Exercer son métier, cela peut avoir un prix. Si le journalisme en zone à risque constitue une expérience remplie d’adrénaline, il apporte aussi son lot de difficultés, et souvent même, de traumatismes. Des situations auxquelles les formations en journalisme et les rédactions ne préparent pas.
Par Anaïs Auzanneau
« La profession de journaliste est risquée par nature. » Elisabet Cantenys, directrice de ACOS Alliance introduit la conférence de ce jeudi matin avec une parole forte. A Perugia, le Festival International du Journalisme accueille cinq intervenants dans l’une des salles du luxueux hôtel Brufani, pour parler des fondamentaux de la sécurité pour les journalistes et l’ensemble des personnes travaillant pour des médias d’information. Face à un public international, les « speakers« , comme inscrit sur leurs badges, sont unanimes sur un point bien précis : « Les journalistes doivent être préparés avant de partir sur un terrain hostile. »
D’après l’organisme mondial Reporters sans Frontières, chaque année, plusieurs dizaines de journalistes sont pris en otage, voire tués pour avoir exercé leur métier. Un journaliste doit posséder des
« mécanismes de réponses pour s’adapter aux situations complexes », explique Maria Salazar Ferro, directrice de la sécurité et de la résilience au New York Times. Et cela passe par des préparations à la fois physiques et mentales. L’animatrice de la conférence attend une intervention en particulier sur ces questions, celle de Christopher Lawton. Assis en deuxième position à droite, le regard imperturbable, il a déjà accompagné plus de 5000 journalistes couvrant des zones à risques.
« Un journaliste doit s’informer pour limiter les risques sur le terrain »
Christopher Lawton est le co-fondateur des entreprises Silk Road Training et Mirisk Media, respectivement créées en 2020 et 2022. La première propose des sessions d’entraînement en ligne pour préparer les journalistes du monde entier à leurs missions en terrain hostile, que ce soit pour couvrir une guerre ou tout type d’événement pouvant avoir des conséquences sur la santé mentale des correspondants à l’étranger. Après avoir servi dans l’armée britannique, il a travaillé pour de grandes entreprises comme la BBC, à la sécurité. Il collabore avec un médecin spécialisé dans les premiers secours.
Pour lui, « un journaliste ne peut pas partir aveuglément en zone dangereuse, il doit s’informer pour limiter les risques sur le terrain. » Pour prévenir ces risques, les journalistes doivent avoir accès à des ressources, ce qui n’est pas le cas dans toutes les régions du monde. L’expert de la sécurité cite l’exemple de journalistes ukrainiens qui l’ont sollicité depuis le début du conflit en 2022. Il explique : « Ils avaient besoin de conseils urgemment pour pouvoir couvrir la guerre. » Parmi les dangers, il insiste sur la nécessité de prévenir les aléas psychosociaux, qui regroupent les formes de pression, de manipulation ou d’intimidation auxquels les journalistes sont particulièrement soumis.

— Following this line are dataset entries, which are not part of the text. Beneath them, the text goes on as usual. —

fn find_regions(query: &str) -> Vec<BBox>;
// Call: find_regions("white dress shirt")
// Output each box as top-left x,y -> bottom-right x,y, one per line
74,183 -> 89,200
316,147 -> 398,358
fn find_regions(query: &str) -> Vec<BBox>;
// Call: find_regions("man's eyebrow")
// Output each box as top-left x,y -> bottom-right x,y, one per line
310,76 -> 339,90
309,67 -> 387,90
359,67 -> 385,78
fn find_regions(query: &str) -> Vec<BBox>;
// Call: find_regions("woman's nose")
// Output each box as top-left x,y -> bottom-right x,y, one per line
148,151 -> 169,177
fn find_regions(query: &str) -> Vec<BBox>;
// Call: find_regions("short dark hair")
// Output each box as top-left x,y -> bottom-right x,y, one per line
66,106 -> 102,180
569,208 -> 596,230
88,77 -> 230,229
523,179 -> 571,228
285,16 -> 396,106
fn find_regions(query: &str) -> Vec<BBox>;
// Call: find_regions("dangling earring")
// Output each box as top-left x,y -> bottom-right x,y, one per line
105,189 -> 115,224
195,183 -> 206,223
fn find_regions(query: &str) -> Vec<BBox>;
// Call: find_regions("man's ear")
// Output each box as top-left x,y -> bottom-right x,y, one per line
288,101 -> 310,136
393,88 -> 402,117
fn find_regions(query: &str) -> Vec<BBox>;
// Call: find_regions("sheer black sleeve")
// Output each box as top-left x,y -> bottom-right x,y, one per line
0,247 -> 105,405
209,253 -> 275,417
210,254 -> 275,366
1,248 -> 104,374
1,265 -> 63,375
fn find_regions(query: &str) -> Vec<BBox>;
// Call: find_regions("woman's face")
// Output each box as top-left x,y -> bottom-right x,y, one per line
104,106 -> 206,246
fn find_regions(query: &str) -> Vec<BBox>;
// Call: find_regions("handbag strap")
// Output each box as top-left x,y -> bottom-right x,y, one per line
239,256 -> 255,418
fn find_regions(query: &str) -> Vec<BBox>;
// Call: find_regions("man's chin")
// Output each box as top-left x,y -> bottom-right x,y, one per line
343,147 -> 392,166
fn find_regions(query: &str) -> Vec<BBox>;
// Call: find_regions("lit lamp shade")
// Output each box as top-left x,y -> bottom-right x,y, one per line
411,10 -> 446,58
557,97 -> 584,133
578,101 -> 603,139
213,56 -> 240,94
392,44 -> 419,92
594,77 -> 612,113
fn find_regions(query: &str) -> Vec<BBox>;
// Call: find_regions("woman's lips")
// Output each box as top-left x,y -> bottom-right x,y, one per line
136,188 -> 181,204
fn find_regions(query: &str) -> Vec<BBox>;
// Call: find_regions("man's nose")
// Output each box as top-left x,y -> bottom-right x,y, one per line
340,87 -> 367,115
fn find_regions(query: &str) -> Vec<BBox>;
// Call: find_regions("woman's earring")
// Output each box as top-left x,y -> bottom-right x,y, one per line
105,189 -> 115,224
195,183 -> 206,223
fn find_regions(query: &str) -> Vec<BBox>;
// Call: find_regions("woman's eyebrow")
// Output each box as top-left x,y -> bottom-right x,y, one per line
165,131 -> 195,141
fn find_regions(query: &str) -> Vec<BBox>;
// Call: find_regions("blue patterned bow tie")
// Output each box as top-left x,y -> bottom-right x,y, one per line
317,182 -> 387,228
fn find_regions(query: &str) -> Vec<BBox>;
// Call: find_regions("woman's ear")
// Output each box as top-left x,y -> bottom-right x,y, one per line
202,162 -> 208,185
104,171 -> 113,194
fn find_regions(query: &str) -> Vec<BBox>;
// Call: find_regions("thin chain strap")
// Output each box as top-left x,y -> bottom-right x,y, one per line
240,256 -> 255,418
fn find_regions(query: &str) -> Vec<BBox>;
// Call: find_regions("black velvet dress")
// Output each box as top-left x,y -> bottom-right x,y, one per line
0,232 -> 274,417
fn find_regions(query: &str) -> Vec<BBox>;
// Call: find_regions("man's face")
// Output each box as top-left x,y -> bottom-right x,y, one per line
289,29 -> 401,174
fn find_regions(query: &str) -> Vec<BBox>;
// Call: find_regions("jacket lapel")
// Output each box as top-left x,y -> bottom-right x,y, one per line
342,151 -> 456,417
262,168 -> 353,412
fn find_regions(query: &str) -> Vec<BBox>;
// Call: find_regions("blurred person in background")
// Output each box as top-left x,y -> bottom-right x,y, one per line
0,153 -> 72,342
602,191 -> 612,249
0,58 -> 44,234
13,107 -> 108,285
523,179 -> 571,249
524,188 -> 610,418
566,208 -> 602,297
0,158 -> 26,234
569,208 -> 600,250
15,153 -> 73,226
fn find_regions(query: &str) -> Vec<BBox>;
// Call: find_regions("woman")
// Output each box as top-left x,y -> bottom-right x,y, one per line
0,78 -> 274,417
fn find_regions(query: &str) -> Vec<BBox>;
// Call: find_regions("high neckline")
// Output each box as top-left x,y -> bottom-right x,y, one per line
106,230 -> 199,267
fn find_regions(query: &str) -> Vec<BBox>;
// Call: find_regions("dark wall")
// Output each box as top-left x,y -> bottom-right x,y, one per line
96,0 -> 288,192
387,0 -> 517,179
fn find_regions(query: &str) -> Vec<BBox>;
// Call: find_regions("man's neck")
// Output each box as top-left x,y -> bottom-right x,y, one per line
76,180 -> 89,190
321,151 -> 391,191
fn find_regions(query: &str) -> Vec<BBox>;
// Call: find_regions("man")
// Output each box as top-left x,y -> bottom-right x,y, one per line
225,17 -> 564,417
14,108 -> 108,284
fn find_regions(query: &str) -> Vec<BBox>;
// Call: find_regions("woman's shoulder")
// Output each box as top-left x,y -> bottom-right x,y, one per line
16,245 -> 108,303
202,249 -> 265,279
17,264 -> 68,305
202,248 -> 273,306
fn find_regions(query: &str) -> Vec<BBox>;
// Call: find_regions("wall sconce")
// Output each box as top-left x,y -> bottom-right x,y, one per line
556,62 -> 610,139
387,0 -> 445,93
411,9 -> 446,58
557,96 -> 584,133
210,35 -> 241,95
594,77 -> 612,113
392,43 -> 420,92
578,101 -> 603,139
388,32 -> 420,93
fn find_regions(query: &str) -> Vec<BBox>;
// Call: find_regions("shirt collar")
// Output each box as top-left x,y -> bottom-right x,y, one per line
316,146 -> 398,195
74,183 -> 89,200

L’enjeu est de les préparer à supporter des situations de stress extrêmes pendant et, parfois, après leur mission. Il s’est lui-même formé en travaillant avec une psychothérapeute qui lui a appris à déceler des situations de stress importantes et les réactions à adopter dans ces cas-là. Selon une étude de l’Université de Columbia, entre 80 et 100% des journalistes ont vécu des situations traumatisantes, et d’autant plus en zones dangereuses.
Des ressources pour préparer au terrain
« Il vaut mieux entrer dans un pays instable comme touriste plutôt que comme journaliste », déclare Alexander Papachristou, directeur d’un centre de justice internationale en réponse à une question du public de la conférence. Cette phrase en dit long sur les conditions d’exercice du métier et les conséquences qu’il peut avoir sur la santé mentale des journalistes. Pourtant, des organismes mettent des supports à disposition des professionnels de l’information. Depuis 1993, les journalistes français qui souhaitent se rendre dans des régions conflictuelles ont la possibilité de réaliser un stage de sensibilisation aux risques encadré par le Centre national d’entraînement commando, situé à Collioure. Cette formation d’une semaine mêle théorie et pratique, plus de 450 journalistes de tous horizons y sont passés selon le JDD.
Aussi, l’organisation mondiale Reporters sans Frontières a publié un guide pratique de sécurité des journalistes qui couvrent les zones à risques en 2016. Si les recherches sur les risques et la santé mentale des journalistes se multiplient ces vingt dernières années aux Etats-Unis et au Canada, elles sont moins nombreuses en France. Néanmoins, certains médias garantissent un suivi psychologique à leurs correspondants en zone à risques, à leur retour sur le sol français.